Elle envoie une vidéo. Ils adorent. Elle enchaîne les auditions, jusqu’à la finale. « Pour moi, le vrai rêve, c’était de chanter à la Rockhal. Je n’imaginais pas du tout aller aussi loin. »

Quand elle gagne, la joie est mélangée à un vertige immense. « La première chose que je me suis dite, c’est : dans quoi t’es-tu embarquée ? Comment vas-tu gérer avec le Conservatoire ? »

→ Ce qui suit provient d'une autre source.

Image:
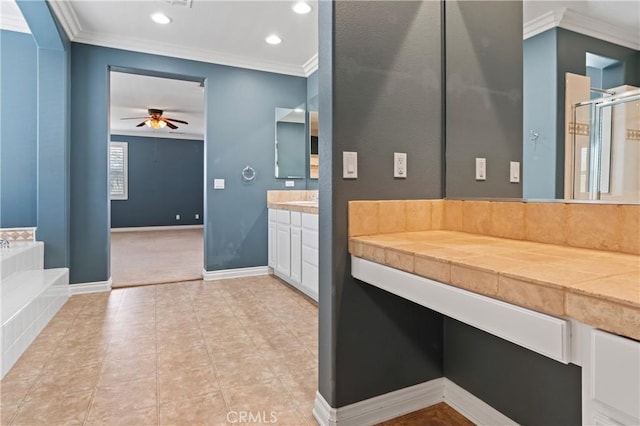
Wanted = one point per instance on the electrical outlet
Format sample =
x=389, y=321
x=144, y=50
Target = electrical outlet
x=481, y=169
x=400, y=164
x=514, y=172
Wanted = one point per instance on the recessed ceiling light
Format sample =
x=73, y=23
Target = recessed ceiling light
x=160, y=18
x=301, y=8
x=273, y=39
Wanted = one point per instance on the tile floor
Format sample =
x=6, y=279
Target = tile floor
x=182, y=354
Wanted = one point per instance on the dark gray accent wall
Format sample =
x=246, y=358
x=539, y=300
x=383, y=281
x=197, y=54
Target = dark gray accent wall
x=18, y=136
x=236, y=217
x=483, y=96
x=165, y=178
x=539, y=163
x=529, y=388
x=379, y=91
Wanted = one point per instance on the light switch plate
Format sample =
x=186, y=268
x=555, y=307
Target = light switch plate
x=400, y=164
x=514, y=172
x=481, y=169
x=349, y=165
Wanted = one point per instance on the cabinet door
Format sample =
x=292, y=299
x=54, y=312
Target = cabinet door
x=296, y=254
x=273, y=246
x=283, y=257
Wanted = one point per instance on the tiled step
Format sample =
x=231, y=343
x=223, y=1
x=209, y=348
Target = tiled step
x=29, y=299
x=21, y=256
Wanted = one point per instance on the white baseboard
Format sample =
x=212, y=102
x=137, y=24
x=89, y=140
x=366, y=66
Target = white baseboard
x=404, y=401
x=225, y=274
x=380, y=408
x=94, y=287
x=472, y=407
x=157, y=228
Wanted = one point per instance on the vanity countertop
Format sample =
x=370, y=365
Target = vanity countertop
x=301, y=206
x=596, y=287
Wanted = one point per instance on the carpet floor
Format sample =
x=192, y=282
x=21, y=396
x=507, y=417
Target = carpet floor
x=152, y=257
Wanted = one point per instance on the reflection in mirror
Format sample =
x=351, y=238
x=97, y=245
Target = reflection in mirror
x=290, y=145
x=576, y=145
x=313, y=141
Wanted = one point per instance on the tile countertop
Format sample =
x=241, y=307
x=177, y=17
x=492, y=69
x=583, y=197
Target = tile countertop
x=595, y=287
x=295, y=206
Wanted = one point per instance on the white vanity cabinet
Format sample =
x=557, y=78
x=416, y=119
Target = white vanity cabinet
x=293, y=249
x=611, y=379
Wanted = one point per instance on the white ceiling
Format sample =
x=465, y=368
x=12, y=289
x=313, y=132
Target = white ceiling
x=233, y=33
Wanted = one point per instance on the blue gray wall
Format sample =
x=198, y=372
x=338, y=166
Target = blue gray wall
x=236, y=217
x=18, y=135
x=51, y=116
x=165, y=178
x=539, y=115
x=565, y=51
x=312, y=105
x=379, y=91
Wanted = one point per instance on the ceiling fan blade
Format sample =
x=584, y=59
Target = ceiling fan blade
x=176, y=120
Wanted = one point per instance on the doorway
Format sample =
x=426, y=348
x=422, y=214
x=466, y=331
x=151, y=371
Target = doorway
x=156, y=168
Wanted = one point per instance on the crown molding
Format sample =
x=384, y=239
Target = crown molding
x=66, y=17
x=310, y=66
x=583, y=24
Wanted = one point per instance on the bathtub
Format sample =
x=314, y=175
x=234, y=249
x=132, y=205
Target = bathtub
x=29, y=297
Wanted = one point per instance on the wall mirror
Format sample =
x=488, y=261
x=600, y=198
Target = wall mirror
x=599, y=42
x=313, y=145
x=290, y=143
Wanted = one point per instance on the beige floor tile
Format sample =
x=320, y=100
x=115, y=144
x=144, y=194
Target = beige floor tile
x=121, y=397
x=243, y=371
x=66, y=382
x=140, y=417
x=270, y=395
x=205, y=410
x=184, y=384
x=7, y=413
x=123, y=369
x=13, y=392
x=54, y=409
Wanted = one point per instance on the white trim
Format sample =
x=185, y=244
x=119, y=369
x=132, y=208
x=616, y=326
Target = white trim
x=472, y=407
x=224, y=274
x=93, y=287
x=14, y=23
x=157, y=228
x=311, y=65
x=404, y=401
x=574, y=21
x=382, y=407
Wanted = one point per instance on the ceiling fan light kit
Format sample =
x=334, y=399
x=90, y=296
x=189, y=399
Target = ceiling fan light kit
x=157, y=121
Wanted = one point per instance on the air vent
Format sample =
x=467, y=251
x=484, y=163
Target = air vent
x=186, y=3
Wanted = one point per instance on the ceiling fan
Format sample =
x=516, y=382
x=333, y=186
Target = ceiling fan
x=157, y=121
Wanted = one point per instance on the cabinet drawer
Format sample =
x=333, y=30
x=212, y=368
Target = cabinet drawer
x=295, y=218
x=616, y=372
x=310, y=221
x=283, y=216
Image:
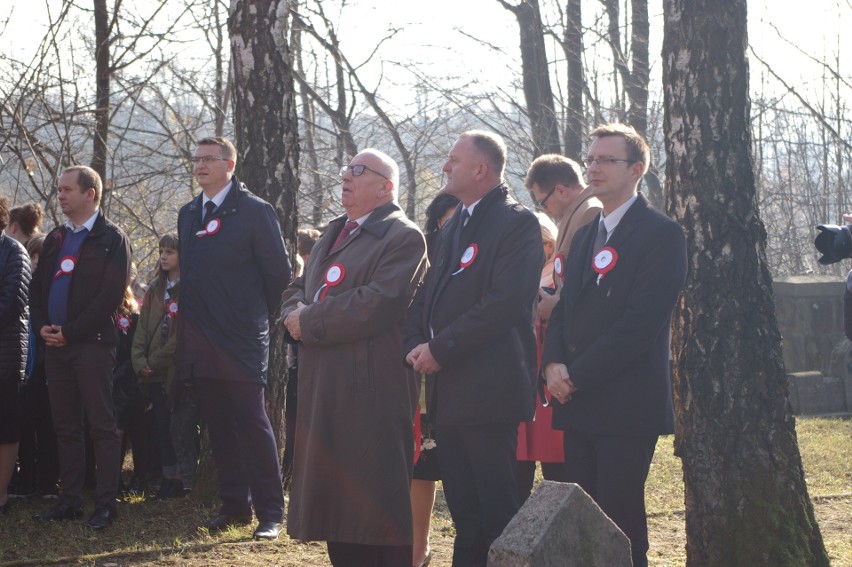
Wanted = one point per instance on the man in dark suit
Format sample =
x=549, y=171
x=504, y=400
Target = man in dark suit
x=470, y=330
x=607, y=357
x=233, y=270
x=77, y=287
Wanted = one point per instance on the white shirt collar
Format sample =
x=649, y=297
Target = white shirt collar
x=220, y=196
x=87, y=225
x=611, y=220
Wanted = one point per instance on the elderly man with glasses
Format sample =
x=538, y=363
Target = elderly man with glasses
x=357, y=400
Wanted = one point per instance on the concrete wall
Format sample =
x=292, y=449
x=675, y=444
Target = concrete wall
x=817, y=355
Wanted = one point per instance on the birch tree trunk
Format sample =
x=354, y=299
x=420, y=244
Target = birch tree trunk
x=746, y=498
x=267, y=140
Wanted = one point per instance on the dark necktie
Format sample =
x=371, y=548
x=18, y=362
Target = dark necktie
x=600, y=238
x=344, y=234
x=209, y=206
x=457, y=235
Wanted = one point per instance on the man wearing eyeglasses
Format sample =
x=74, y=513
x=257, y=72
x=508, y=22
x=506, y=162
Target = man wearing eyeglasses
x=469, y=330
x=607, y=355
x=233, y=270
x=357, y=400
x=556, y=183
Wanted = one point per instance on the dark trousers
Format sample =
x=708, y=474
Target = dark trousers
x=243, y=447
x=361, y=555
x=141, y=435
x=38, y=460
x=612, y=469
x=526, y=476
x=478, y=472
x=80, y=379
x=163, y=418
x=186, y=435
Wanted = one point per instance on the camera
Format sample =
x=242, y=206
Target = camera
x=834, y=243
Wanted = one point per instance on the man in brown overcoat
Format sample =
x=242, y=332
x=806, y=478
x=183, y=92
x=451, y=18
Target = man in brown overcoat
x=357, y=400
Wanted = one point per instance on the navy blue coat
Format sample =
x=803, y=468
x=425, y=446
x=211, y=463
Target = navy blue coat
x=97, y=283
x=14, y=313
x=231, y=285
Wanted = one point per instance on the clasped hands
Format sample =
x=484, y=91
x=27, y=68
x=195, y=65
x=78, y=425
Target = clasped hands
x=421, y=359
x=292, y=322
x=52, y=335
x=558, y=382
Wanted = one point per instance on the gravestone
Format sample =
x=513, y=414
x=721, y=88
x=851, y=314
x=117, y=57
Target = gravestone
x=560, y=526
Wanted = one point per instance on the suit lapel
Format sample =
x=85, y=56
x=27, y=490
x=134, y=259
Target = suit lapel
x=620, y=235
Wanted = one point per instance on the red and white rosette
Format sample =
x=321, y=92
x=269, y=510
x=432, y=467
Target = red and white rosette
x=333, y=276
x=604, y=261
x=171, y=308
x=66, y=266
x=559, y=267
x=212, y=227
x=468, y=256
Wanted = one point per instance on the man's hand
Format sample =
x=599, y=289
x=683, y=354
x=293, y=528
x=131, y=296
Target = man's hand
x=422, y=360
x=292, y=322
x=546, y=303
x=558, y=382
x=52, y=335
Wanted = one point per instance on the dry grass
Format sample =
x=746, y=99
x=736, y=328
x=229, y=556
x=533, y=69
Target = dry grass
x=154, y=533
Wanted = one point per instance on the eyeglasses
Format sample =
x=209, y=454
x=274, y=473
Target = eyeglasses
x=542, y=204
x=358, y=170
x=205, y=160
x=588, y=162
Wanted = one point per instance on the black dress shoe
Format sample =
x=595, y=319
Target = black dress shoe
x=101, y=518
x=267, y=530
x=60, y=512
x=221, y=523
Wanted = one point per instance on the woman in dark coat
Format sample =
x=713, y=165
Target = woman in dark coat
x=15, y=277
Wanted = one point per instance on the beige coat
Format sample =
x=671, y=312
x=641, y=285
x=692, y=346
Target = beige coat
x=583, y=212
x=354, y=445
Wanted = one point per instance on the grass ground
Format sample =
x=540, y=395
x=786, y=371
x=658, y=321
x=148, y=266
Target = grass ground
x=165, y=533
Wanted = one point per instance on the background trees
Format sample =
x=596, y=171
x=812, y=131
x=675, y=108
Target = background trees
x=746, y=498
x=130, y=86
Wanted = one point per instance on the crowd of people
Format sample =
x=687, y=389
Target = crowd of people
x=500, y=339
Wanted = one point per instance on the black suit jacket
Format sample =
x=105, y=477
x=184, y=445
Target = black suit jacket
x=231, y=285
x=615, y=337
x=481, y=316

Mais elle assure, l’effet passion sans aucun doute. Elle organise, elle gère, elle s’adapte. Son équipe la soutient, RTL cale les déplacements en dehors de ses heures de travail. « Franchement, j’ai eu une team de rêve. C’était une première expérience parfaite. Et je sais que c’est rare, dans ce milieu. »

©Tetiana Popyk

La poupée, le show et l’héritage

La chanson s’appelle La Poupée monte le son, comme un clin d’œil à France Gall et à l’Eurovision 1965. Une boucle bouclée. « Les compositeurs ont eu une idée de génie. C’est la première chanson de l’Eurovision qui fait un lien aussi direct avec une autre chanson du concours. On a écrit un petit bout d’histoire. »

Et le message ? « La poupée que je chante ne se laisse plus faire. » Féministe ? Affirmée, plutôt. Laura reçoit des dizaines de messages, notamment de pères fiers d’entendre une chanson qui donne de la force à leur fille. Elle en est bouleversée. « Mais pour ma propre musique, ce que je veux avant toute chose, c’est partager des émotions personnelles. »

©Sarah Louise Bennett

Une comédie musicale en trois minutes

Le show à Bâle, c’est une machine de guerre. Des chorégraphes berlinois, une production ukrainienne, des PowerPoints, des moodboards, des conférences de validation. « Mais à la fin, le spectacle me ressemblait : chant, danse, storytelling. Un vrai mini-musical. Tout ce que j’aime. »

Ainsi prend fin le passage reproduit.